Paper short abstract:
The film attempts to challenge dominant narratives of victimhood of women in Indian-controlled Kashmir and resist the ‘official’ cultural producers’ exoticised iconography.
Paper long abstract:
The film attempts to challenge the dominant narratives of victimhood of Kashmir women by bringing to fore their stories of resistance and spaces contextualising their experiences.
Using intergenerational narratives, personal histories, archival photos, poetry, songs and images, the film sets out to challenge the dominant images of representation and exoticised iconography reinforced by Bollywood and attempts to explore myriad forms of resistance employed by the Kashmir women in their day-to-day lives; witnessing, grieving, praying, celebrating, walking, dreaming—the film endows each act with deep political meanings.
Interweaving memory into physical spaces renders spaces into characters. The filmic narrative is strung together with filmmaker's poems through which she explores her memory and embeds herself in the film, punctuating the inter-generational women's narratives.
The act of remembering against the institutionalised amnesia is a recurring motif in the film, resisting hegemonic narratives by the exploration of 'counter-memory'.
Through a confluence of academic discourse and documentary practice, the film seeks to explore possibilities of excavation of 'subjugated knowledges' by bringing to fore perspectives that hegemonic practices have foreclosed, thus not only aiming to explore counter-histories but raising questions on the practice, process and form itself.
Paper short abstract:
7000 Miles is a film project about everyday life in two cities 7000 miles apart, as lived and experienced by 20 people from different socioeconomic and ethnic backgrounds. The film aims to de-mystify and de-exoticise the “other” by opening a window into everyday life in both cities.
Paper long abstract:
7000 Miles is a film about everyday life in two cities that are geographically 7000 miles apart, as lived and experienced by ten people from different socioeconomic and ethnic backgrounds and walks of life. The film discovers parallels of urban existence between those inhabiting vastly different geographies. The participants live in Karachi and New York City - two large metropolitan cities in two countries with very different levels of development, culture and socioeconomics: Pakistan and USA.

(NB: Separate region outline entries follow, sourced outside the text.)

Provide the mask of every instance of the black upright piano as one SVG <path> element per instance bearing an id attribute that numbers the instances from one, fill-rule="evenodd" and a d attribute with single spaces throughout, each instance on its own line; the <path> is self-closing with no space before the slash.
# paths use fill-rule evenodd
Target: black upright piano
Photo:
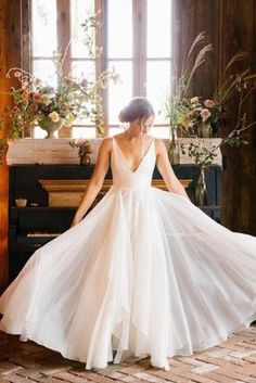
<path id="1" fill-rule="evenodd" d="M 179 179 L 191 180 L 187 189 L 194 202 L 195 165 L 172 165 Z M 89 180 L 93 165 L 12 165 L 9 195 L 9 282 L 17 276 L 31 254 L 44 243 L 71 227 L 76 206 L 49 206 L 49 194 L 41 180 Z M 112 180 L 111 168 L 106 177 Z M 207 205 L 201 208 L 220 222 L 221 168 L 210 166 L 206 173 Z M 162 180 L 154 169 L 153 180 Z M 163 181 L 163 180 L 162 180 Z M 100 193 L 94 204 L 104 195 Z M 25 207 L 16 206 L 16 199 L 26 199 Z M 92 205 L 92 208 L 94 206 Z M 88 210 L 89 212 L 89 210 Z"/>

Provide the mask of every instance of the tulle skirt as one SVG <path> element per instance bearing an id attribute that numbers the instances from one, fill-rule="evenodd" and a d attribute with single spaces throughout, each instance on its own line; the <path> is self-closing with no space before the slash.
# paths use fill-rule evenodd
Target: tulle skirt
<path id="1" fill-rule="evenodd" d="M 112 187 L 38 248 L 0 297 L 0 330 L 105 368 L 192 355 L 256 320 L 256 238 L 184 196 Z"/>

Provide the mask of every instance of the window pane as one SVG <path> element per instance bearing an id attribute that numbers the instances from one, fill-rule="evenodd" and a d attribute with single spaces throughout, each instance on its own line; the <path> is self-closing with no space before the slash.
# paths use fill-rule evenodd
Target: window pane
<path id="1" fill-rule="evenodd" d="M 148 0 L 148 58 L 171 56 L 172 0 Z M 161 3 L 161 4 L 159 4 Z"/>
<path id="2" fill-rule="evenodd" d="M 164 103 L 170 91 L 170 63 L 148 62 L 146 78 L 146 97 L 155 110 L 155 124 L 165 124 Z"/>
<path id="3" fill-rule="evenodd" d="M 107 1 L 108 58 L 132 56 L 132 1 Z"/>
<path id="4" fill-rule="evenodd" d="M 47 137 L 47 131 L 42 130 L 40 126 L 35 126 L 33 136 L 34 138 L 44 138 Z"/>
<path id="5" fill-rule="evenodd" d="M 86 128 L 86 127 L 73 127 L 72 128 L 73 138 L 95 138 L 95 129 L 94 128 Z"/>
<path id="6" fill-rule="evenodd" d="M 151 133 L 158 138 L 169 138 L 169 128 L 163 126 L 154 126 L 151 129 Z"/>
<path id="7" fill-rule="evenodd" d="M 56 50 L 56 1 L 31 0 L 33 55 L 48 58 Z"/>
<path id="8" fill-rule="evenodd" d="M 71 2 L 71 28 L 72 28 L 72 58 L 89 58 L 88 48 L 85 44 L 85 31 L 81 24 L 88 16 L 94 15 L 94 0 L 72 0 Z"/>
<path id="9" fill-rule="evenodd" d="M 120 124 L 118 114 L 132 97 L 132 64 L 131 62 L 110 62 L 120 76 L 120 81 L 110 84 L 108 89 L 108 124 Z"/>
<path id="10" fill-rule="evenodd" d="M 33 74 L 38 77 L 43 85 L 56 87 L 55 66 L 51 60 L 34 60 Z"/>
<path id="11" fill-rule="evenodd" d="M 72 61 L 72 75 L 79 79 L 95 79 L 95 63 L 93 61 Z"/>

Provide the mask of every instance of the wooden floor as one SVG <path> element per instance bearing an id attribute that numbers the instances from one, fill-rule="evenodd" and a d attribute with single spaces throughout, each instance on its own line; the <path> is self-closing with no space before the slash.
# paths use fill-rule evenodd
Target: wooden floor
<path id="1" fill-rule="evenodd" d="M 177 382 L 256 383 L 256 325 L 193 356 L 169 358 L 170 371 L 153 368 L 150 358 L 85 370 L 85 363 L 63 358 L 35 342 L 0 331 L 0 383 L 46 382 Z"/>

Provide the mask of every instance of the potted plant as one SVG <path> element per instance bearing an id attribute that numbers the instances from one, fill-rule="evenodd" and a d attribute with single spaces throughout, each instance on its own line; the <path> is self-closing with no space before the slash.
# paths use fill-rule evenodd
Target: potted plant
<path id="1" fill-rule="evenodd" d="M 205 203 L 207 197 L 205 170 L 213 163 L 216 151 L 223 144 L 239 146 L 248 143 L 244 139 L 244 133 L 256 124 L 256 122 L 248 122 L 246 113 L 243 112 L 245 102 L 256 89 L 254 85 L 256 74 L 252 73 L 249 68 L 233 72 L 233 65 L 247 58 L 246 52 L 236 53 L 230 59 L 213 97 L 208 99 L 199 95 L 188 98 L 187 92 L 193 74 L 205 61 L 206 53 L 212 50 L 212 46 L 207 43 L 201 49 L 193 63 L 194 49 L 201 42 L 205 42 L 203 33 L 193 42 L 184 61 L 187 64 L 182 65 L 181 76 L 177 81 L 175 91 L 166 101 L 166 117 L 170 123 L 175 122 L 182 133 L 190 138 L 188 148 L 181 144 L 181 152 L 184 154 L 188 151 L 189 156 L 194 158 L 200 168 L 199 178 L 195 181 L 195 202 L 199 205 Z M 219 128 L 227 125 L 225 113 L 228 110 L 229 101 L 233 98 L 238 102 L 235 127 L 227 137 L 220 138 L 218 144 L 213 144 L 206 138 L 217 137 Z M 172 141 L 172 138 L 170 141 Z"/>
<path id="2" fill-rule="evenodd" d="M 101 53 L 101 50 L 94 47 L 91 37 L 91 29 L 99 25 L 95 16 L 89 17 L 81 24 L 86 35 L 85 43 L 90 48 L 91 54 L 93 54 L 93 48 L 94 54 Z M 7 76 L 16 78 L 18 85 L 11 87 L 7 92 L 13 105 L 2 110 L 2 117 L 9 123 L 8 137 L 0 140 L 2 151 L 8 140 L 30 137 L 30 128 L 35 125 L 47 130 L 47 138 L 54 138 L 54 131 L 63 125 L 71 127 L 76 118 L 89 117 L 95 123 L 100 133 L 104 131 L 101 89 L 106 88 L 111 79 L 116 81 L 118 75 L 114 68 L 101 72 L 97 79 L 88 76 L 79 80 L 71 74 L 65 75 L 63 64 L 69 44 L 71 41 L 64 53 L 53 52 L 57 76 L 56 87 L 42 84 L 39 78 L 22 68 L 12 67 L 8 71 Z M 0 120 L 0 129 L 3 118 Z"/>

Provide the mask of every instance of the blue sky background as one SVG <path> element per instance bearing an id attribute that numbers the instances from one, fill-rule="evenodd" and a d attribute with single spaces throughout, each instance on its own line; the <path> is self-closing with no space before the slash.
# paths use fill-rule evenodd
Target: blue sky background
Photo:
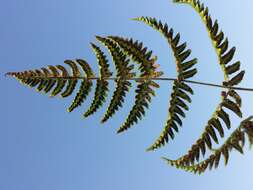
<path id="1" fill-rule="evenodd" d="M 253 2 L 203 2 L 219 20 L 230 44 L 237 47 L 234 60 L 241 60 L 247 70 L 241 85 L 253 87 Z M 71 98 L 49 98 L 4 77 L 8 71 L 57 65 L 74 58 L 85 58 L 97 72 L 89 42 L 95 35 L 110 34 L 142 40 L 158 56 L 165 75 L 175 76 L 166 41 L 149 27 L 129 20 L 136 16 L 154 16 L 180 31 L 192 56 L 199 59 L 199 73 L 194 79 L 221 83 L 223 75 L 215 51 L 199 16 L 189 6 L 168 0 L 1 1 L 1 190 L 252 188 L 252 151 L 245 151 L 243 156 L 233 152 L 227 167 L 221 163 L 218 170 L 202 176 L 169 167 L 160 159 L 177 158 L 189 149 L 217 106 L 220 89 L 192 86 L 195 95 L 191 111 L 175 141 L 147 153 L 145 149 L 157 138 L 167 118 L 170 83 L 161 83 L 145 119 L 127 133 L 116 135 L 134 101 L 133 89 L 125 108 L 100 125 L 106 106 L 84 120 L 81 114 L 91 99 L 69 114 L 66 108 Z M 253 114 L 253 94 L 242 92 L 241 96 L 247 117 Z M 234 118 L 233 123 L 236 127 L 239 120 Z"/>

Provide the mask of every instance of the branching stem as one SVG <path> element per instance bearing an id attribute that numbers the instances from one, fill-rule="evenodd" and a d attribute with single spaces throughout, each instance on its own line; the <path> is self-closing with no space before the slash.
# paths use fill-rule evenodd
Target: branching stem
<path id="1" fill-rule="evenodd" d="M 35 77 L 35 76 L 29 76 L 29 78 L 42 78 L 42 77 Z M 45 79 L 45 77 L 43 77 Z M 82 80 L 82 79 L 88 79 L 88 80 L 99 80 L 101 78 L 99 77 L 76 77 L 76 76 L 69 76 L 69 77 L 46 77 L 50 79 L 77 79 L 77 80 Z M 103 78 L 103 80 L 117 80 L 119 78 L 117 77 L 108 77 L 108 78 Z M 128 80 L 128 81 L 141 81 L 141 80 L 153 80 L 153 81 L 175 81 L 177 80 L 176 78 L 167 78 L 167 77 L 159 77 L 159 78 L 140 78 L 140 77 L 134 77 L 134 78 L 121 78 L 121 80 Z M 183 80 L 186 83 L 191 83 L 191 84 L 196 84 L 196 85 L 202 85 L 202 86 L 211 86 L 211 87 L 216 87 L 216 88 L 223 88 L 223 89 L 233 89 L 233 90 L 240 90 L 240 91 L 250 91 L 253 92 L 253 88 L 244 88 L 244 87 L 237 87 L 237 86 L 224 86 L 224 85 L 219 85 L 219 84 L 214 84 L 214 83 L 208 83 L 208 82 L 200 82 L 200 81 L 193 81 L 193 80 Z"/>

"There (is) a power concealed in everyday life's apparent banality, a depth beneath its triviality, something extraordinary in its very ordinariness"(1). The film strips every day life down to its most simple moments: struggling with washing the dishes, avoiding eye contact in crowded public spaces, frowning at an unruly student in class. It is hoped that the exploration of the seemingly mundane activities of daily life in both cities will help break down the perceived differences between the two cultures and ways of living. The inclusion of the inner "demons" that each subject mulls over during the course of a day is aimed at developing a deeper understanding of the subjects, by enabling the audience to discover the subjects through their innermost fears, ambitions, motivations and ruminations.
(1) Lefebvre, Henri, and Sacha Rabinovitch. Everyday Life in the Modern World Second Revised Edition. London: Continuum International Pub. Group, 2000. Print.